Even when we think about the most abstract forms of being; we are responding so that we participate or share in that being—along with the Creator. If we are honest and courageous, we will encapsulate reality to the best of our abilities—given our specific cultural and historical circumstances. Mostly our minds but also the entirety of our human being will encapsulate the being which we have responded to, whether it be a horse and riding gear, a tennis racket and a ball which can move in strange and rapid ways, revelations about God, 3-d printers and high-precision parts, historical and fictional retellings of the settling of New England in the 1600s, or other strange and wondrous forms of created being. Note that there are too many of those strange and wondrous things to be truly encapsulated by a single human mind or even by all the talented minds of all the universities on Earth. It takes a civilization to make a plausible worldview and that worldview is what really makes a civilization; in this case, you can dig to discover foundations and find yourself on the roof. I said above our worldviews are mostly the communal us and a true civilization has to have an appropriately rich and complex communal us; a Christian civilization, the pilgrim Body of Christ, has to have a very rich and complex communal us which is intertwined with God through the Lord Jesus Christ and through Christian communities of worship and service and belief.

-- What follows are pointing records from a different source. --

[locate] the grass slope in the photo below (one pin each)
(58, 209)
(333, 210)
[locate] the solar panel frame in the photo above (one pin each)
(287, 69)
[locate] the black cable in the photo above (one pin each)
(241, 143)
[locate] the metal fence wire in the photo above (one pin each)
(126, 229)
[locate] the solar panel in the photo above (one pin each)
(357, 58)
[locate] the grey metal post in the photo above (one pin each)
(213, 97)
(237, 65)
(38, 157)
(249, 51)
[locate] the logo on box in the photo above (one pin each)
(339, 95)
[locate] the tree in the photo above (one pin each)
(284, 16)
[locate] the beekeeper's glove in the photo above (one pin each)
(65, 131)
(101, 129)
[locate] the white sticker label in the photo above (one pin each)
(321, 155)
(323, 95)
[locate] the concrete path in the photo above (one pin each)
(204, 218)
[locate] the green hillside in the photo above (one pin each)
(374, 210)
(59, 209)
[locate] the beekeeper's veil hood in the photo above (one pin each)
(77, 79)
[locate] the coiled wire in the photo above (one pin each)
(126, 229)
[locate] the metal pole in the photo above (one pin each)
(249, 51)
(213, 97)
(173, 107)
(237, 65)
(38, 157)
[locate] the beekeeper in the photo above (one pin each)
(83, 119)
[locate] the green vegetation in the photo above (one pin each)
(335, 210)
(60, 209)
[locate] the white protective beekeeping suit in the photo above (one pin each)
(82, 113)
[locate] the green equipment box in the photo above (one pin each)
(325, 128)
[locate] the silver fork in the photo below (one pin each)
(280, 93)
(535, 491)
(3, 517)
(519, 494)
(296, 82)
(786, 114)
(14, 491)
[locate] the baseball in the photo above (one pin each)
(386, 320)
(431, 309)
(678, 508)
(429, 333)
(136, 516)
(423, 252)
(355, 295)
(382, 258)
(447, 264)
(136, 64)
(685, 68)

Unlike us, God has control over what He thinks because what He thinks already truly is or has truly become at that instant. His will is fully effective while our wills must be disciplined to do what God left to us, always following His will—our only true guide. The Almighty is free and we are somewhat free, and can learn to be more free, by participating in His freedom. God can even create where there was once nothing, bringing an entire Creation into existence. We can only seek to know, to understand, the Creation in which we have our being, but this—as I said above—is to share in the being God has created. And this is to share the thoughts God manifested as this universe and in all of Creation. Consider it preparation for a more complete sharing of the life of God in the world of the resurrected.

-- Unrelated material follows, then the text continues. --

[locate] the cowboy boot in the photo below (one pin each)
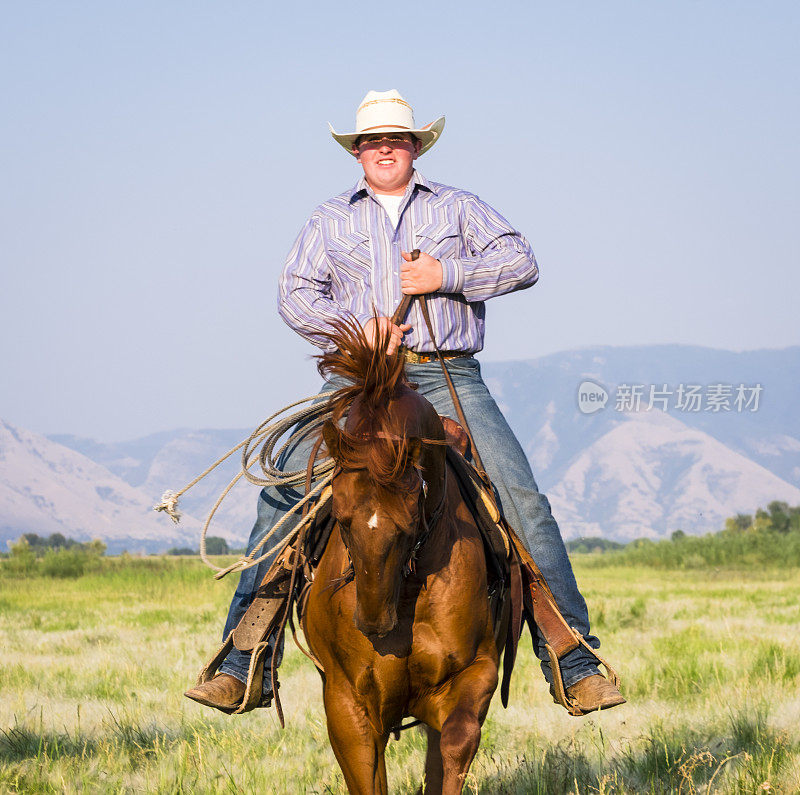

The Satanic rebellion, the rebellion of modern men but also of many ancient men is to refuse to share in the being of what is as best we can perceive and conceive it. We modern men try to live in a Creation more to our liking. This deification of what we desire leads us into various sorts of hells, though we might have misguided forms of prosperity in those hells and might enjoy ourselves for some time; we gain the world though we lose truer forms of human being, those which would allow us to share God’s life, to a small extent in this mortal realm and to a full extent in the world of the resurrected. We have no capacity to enjoy or even endure life without end; we can have that never-ending life, and have it in joyful abundance only if we share the life of God.
We need to understand that we don’t know, we participate in being. We aren’t learning. By responding honestly and courageously to what lies around us, we encapsulate that being in our own being. Thus, it is more proper to say, “We are becoming,” rather than, “We are learning.”
Most of all, we need to understand we aren’t in control. Knowledge, as typically imagined, is one human way to try to stand above being, pretending to control it if only by squeezing it into our various schemes. Until it squeezes back and crushes us.
[Many of these inadequate ways of thinking and speaking discussed above can become adequate if we re-orient our thinking towards being and toward God as a true Creator rather than a King. For now, I struggle with a language deformed to speak in false ways about Creation and its relationship to the Creator.]